If it wasn't clear, it was intended to be self-deprecating because I was scout team.
Let me just give you my experience and the experience I've seen in my time around college football. Experiences may vary and different coaches may be different.
Scout team goes like this:
Each week coaches will put out a depth chart (it used to be required, not sure if it still is). That depth chart will be what is called "two-deep" and will essentially be the players that will make up the majority of players "dressed." Being dressed means you have a uniform for that game. If you think of the famous scene in Rudy when players are throwing their jersey on the desk of the coach, they're giving up their spot of being dressed that game for Rudy.
Typically, players not expected to be on the depth chart will make up your scout team. That team is just what it sounds like, they are intended to give the players who will actually play a way to scout their upcoming opponent. Throughout the week, you will mimic the players and plays of your upcoming opponent. This means you won't even be doing what your own team does. It may even mean you won't be playing your own position in practice that week. Playing a team with a fast option QB and you're a pocket passer? You probably don't even get a rep in practice that week, they'll most likely use a reserve DB or WR in that role who did it in high school.

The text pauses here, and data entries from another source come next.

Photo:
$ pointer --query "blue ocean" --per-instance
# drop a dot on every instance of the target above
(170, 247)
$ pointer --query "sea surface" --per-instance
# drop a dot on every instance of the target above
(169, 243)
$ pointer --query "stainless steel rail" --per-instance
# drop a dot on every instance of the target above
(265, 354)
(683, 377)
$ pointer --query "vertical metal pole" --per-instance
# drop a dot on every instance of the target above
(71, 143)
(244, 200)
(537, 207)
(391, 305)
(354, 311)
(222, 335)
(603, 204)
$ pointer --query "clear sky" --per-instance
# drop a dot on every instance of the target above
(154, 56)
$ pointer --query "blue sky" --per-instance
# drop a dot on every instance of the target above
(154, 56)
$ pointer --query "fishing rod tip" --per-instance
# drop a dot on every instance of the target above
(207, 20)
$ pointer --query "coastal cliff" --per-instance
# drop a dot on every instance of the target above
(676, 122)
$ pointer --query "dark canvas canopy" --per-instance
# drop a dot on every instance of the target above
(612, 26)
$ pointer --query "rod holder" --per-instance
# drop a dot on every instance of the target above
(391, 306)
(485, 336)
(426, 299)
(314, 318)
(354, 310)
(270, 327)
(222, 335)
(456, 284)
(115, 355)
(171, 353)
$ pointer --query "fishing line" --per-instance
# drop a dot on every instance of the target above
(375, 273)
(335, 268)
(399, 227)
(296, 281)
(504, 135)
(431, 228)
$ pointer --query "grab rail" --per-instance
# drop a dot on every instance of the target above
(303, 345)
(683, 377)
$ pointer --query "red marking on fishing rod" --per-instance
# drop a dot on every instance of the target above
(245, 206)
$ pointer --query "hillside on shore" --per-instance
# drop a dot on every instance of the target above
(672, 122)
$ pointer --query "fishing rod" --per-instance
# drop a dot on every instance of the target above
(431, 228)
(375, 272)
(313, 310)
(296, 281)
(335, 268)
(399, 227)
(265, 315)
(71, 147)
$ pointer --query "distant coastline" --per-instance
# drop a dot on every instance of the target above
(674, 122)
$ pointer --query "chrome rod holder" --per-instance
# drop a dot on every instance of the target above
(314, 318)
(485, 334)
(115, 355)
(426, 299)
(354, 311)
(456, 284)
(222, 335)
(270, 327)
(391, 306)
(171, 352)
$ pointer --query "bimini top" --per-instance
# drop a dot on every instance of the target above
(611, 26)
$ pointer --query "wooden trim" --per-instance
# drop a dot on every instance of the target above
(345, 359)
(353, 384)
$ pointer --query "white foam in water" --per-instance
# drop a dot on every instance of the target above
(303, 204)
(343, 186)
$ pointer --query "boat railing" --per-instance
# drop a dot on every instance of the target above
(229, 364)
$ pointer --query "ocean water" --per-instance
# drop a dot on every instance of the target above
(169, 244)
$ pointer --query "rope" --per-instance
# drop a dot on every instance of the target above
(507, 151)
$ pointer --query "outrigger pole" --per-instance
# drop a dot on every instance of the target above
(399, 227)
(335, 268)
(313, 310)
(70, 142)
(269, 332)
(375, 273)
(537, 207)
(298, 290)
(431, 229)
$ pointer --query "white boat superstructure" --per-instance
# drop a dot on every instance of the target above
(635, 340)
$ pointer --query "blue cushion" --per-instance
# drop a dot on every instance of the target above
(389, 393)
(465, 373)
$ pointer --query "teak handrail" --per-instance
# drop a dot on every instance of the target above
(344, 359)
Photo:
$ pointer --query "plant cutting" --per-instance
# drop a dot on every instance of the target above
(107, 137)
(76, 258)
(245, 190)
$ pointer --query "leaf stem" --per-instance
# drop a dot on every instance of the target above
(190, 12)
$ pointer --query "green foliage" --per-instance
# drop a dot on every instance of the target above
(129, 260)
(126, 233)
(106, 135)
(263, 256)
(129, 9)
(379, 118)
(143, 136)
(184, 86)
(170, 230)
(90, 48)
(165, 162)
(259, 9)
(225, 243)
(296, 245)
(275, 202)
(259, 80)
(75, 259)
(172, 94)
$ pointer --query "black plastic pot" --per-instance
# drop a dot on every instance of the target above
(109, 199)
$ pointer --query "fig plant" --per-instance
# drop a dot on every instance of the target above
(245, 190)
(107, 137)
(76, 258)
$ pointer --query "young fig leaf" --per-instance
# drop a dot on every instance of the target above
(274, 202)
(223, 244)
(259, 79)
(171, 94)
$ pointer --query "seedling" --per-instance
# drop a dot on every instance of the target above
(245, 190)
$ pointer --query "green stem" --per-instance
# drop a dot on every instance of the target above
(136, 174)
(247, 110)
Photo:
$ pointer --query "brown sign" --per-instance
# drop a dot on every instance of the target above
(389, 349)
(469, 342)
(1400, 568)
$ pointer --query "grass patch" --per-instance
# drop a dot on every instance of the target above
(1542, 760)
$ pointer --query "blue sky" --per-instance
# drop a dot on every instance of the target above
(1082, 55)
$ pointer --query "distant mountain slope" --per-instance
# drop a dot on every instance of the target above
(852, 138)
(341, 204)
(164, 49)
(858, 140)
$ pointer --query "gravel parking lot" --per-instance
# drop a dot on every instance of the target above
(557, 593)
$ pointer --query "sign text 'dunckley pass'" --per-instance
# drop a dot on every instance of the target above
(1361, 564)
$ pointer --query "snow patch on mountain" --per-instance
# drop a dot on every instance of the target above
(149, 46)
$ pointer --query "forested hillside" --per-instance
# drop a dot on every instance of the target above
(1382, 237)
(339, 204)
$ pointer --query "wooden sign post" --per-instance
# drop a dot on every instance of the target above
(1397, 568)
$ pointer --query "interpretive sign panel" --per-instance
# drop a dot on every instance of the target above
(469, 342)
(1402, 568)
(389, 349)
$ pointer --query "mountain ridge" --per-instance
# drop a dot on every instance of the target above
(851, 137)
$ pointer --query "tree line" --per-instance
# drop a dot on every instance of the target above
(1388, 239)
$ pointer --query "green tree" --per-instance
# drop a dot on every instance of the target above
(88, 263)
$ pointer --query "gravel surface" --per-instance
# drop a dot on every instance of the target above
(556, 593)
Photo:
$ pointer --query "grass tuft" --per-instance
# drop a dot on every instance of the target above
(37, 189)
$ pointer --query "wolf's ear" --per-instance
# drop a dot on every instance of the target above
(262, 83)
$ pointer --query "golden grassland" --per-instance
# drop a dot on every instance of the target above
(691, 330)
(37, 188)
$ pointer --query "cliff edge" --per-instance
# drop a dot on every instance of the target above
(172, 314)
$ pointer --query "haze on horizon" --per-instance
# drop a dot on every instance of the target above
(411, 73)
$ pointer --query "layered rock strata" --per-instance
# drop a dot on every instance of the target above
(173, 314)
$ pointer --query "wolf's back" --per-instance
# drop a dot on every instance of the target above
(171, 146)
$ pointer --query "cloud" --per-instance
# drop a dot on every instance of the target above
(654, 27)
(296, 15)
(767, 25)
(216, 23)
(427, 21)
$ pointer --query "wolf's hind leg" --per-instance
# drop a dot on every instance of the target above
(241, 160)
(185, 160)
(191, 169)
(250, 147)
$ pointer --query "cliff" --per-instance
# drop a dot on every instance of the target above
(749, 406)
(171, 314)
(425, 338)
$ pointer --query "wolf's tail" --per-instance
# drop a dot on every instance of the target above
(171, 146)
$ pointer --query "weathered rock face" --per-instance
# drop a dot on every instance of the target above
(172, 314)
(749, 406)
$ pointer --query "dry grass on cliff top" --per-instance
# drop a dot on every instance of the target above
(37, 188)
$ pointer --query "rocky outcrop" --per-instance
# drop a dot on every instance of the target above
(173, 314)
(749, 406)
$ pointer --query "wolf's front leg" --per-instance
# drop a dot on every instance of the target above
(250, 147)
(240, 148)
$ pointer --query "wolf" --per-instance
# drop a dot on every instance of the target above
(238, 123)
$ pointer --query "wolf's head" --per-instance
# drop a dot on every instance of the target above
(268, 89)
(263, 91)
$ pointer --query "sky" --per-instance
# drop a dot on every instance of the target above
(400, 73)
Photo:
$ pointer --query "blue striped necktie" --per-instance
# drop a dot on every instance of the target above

Because you are copying the opponent, there is little growth potential on scout team. You are there to run core plays and concepts over-and-over and be the sacrificial lamb to the two-deep. My experience involved being a force player at S and the opponent liked to run power. A 180-pound freshman scout player playing force against the starting RS Sr. G was just as fun as it sounds.
On scout you are the lowest of the low. You aren't there to develop or grow your game, you are there to help the players who are going to play get prepared. Coaches will tell you to take a hit differently. To take a different shoulder. To run it again and again and again, even though the two-deep is rotating in fresh players. They're not trying to keep you fresh; you aren't playing.
You are a tackling dummy. You are a practice player.
Being scout also means you are invisible to the top coaches. It's fairly known scout players are going to be in group one. The 5 AM group. You're going to get trained by the assistant S&C if you're lucky. Most likely it's a student S&C for your group. You aren't getting the same meal plan and attention to dieticians as the two-deep. You are working with the assistant to the assistant coach in spring camp, just hoping to get a chance to catch an eye and avoid scout.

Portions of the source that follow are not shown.